- Classification: Division I
- Season: 2016–17
- Teams: 10
- Site: Campus sites
- Champions: Bucknell
- Television: PLN, CBSSN

= 2017 Patriot League women's basketball tournament =

The 2017 Patriot League women's basketball tournament was held March 4, 6, 10, and 11 at campus sites of the higher seed, except that both semi-final games will be played at the same site of the highest seed. This means that Bucknell vs. American and Army vs. Navy will both be played in Lewisburg, Pennsylvania, at Sojka Pavilion on Friday, March 10, 2017, at 5:00pm and 7:30pm respectively.

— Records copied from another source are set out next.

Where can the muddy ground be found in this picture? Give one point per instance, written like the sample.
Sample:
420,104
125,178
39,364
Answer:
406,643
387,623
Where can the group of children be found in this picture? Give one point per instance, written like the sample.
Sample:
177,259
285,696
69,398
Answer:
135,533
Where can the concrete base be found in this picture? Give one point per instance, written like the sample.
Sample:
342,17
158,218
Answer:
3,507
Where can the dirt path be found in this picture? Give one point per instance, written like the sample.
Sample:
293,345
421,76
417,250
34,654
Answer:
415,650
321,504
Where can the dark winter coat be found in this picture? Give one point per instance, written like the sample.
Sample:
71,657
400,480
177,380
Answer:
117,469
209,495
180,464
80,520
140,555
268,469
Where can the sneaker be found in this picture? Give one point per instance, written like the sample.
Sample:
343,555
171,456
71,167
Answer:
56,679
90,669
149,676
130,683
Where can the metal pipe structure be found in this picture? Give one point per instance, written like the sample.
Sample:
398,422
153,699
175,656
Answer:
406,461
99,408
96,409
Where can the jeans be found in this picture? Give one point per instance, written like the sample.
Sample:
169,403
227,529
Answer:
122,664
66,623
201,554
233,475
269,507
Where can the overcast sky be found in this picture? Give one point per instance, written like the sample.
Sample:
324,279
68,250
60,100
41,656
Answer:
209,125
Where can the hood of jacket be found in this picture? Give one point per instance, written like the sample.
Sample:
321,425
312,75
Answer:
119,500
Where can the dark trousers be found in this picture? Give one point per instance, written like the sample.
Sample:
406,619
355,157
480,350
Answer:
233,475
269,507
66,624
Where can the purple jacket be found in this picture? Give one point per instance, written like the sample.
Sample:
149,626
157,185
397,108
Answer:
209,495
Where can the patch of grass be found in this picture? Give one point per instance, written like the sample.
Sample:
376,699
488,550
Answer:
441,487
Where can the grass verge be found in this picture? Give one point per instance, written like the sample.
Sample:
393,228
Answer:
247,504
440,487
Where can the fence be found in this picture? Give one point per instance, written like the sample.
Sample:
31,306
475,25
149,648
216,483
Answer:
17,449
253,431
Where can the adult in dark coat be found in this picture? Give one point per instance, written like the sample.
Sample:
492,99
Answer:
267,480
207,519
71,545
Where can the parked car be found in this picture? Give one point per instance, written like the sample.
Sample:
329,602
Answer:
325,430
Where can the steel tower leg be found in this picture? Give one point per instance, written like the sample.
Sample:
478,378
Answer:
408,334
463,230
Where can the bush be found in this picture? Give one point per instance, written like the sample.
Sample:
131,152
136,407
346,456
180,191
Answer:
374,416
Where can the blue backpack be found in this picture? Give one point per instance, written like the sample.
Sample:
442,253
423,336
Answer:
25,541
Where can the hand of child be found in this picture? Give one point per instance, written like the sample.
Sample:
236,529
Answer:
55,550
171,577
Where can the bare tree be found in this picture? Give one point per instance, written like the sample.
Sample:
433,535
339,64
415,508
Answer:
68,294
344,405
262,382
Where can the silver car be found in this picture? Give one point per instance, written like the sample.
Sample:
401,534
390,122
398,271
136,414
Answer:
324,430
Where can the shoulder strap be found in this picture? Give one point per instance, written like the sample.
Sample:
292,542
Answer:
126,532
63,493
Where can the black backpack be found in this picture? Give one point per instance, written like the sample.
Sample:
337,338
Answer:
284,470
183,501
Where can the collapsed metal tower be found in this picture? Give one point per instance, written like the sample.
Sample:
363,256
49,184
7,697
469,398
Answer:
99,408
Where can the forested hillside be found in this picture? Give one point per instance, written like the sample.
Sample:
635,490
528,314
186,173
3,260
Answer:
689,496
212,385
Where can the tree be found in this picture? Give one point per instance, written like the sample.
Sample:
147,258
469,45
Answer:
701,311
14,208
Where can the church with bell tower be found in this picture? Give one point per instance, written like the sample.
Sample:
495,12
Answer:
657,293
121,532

The winner of the tournament will earn an automatic trip to the NCAA women's tournament.

==Seeds==
Teams are seeded by conference record, with ties broken in the following order:
- Head-to-head record between the teams involved in the tie
- Record against the highest-seeded team not involved in the tie, going down through the seedings as necessary
- Higher RPI entering the tournament, as published by College Basketball News

| Seed | School | Conference | Overall | Tiebreaker |
|---|---|---|---|---|
| 1 | Bucknell | 16–2 | 24–5 |  |
| 2 | Navy | 14–4 | 21–8 |  |
| 3 | Army | 12–6 | 21–8 |  |
| 4 | American | 11–7 | 14–15 | 1–1 vs. BU, 1–1 vs. Buck |
| 5 | Boston | 11–7 | 13–16 | 1–1 vs. Amer, 0–2 vs. Buck |
| 6 | Colgate | 7–11 | 10–19 |  |
| 7 | Holy Cross | 6–12 | 8–21 | 1–1 vs. L-MD, 1–1 vs. Buck |
| 8 | Loyola (MD) | 6–12 | 10–19 | 1–1 vs. Holy, 0–2 vs. Buck |
| 9 | Lehigh | 5–13 | 10–19 |  |
| 10 | Lafayette | 2–16 | 3–27 |  |

==Schedule==

Game: Time*; Matchup; Television; Attendance
First round – Saturday, March 4
1: 1:00 PM; #10 Lafayette at #7 Holy Cross; PLN
2: 7:00 PM; #9 Lehigh at #8 Loyola (MD)
Quarterfinals – Monday, March 6
3: 6:00 PM; #8 Loyola (MD) at #1 Bucknell; PLN
4: 7:00 PM; #5 Boston at #4 American
5: 7:00 PM; #6 Colgate at #3 Army
6: 7:05 PM; #10 Lafayette at #2 Navy
Semifinals – Friday, March 10
7: #4 American at #1 Bucknell; PLN
8: #3 Army at #2 Navy
Championship – Saturday, March 11
9: 6:00 pm; #2 Navy at #1 Bucknell; CBSSN
*Game times in ET. #-Rankings denote tournament seeding. All games hosted by higher-seeded team.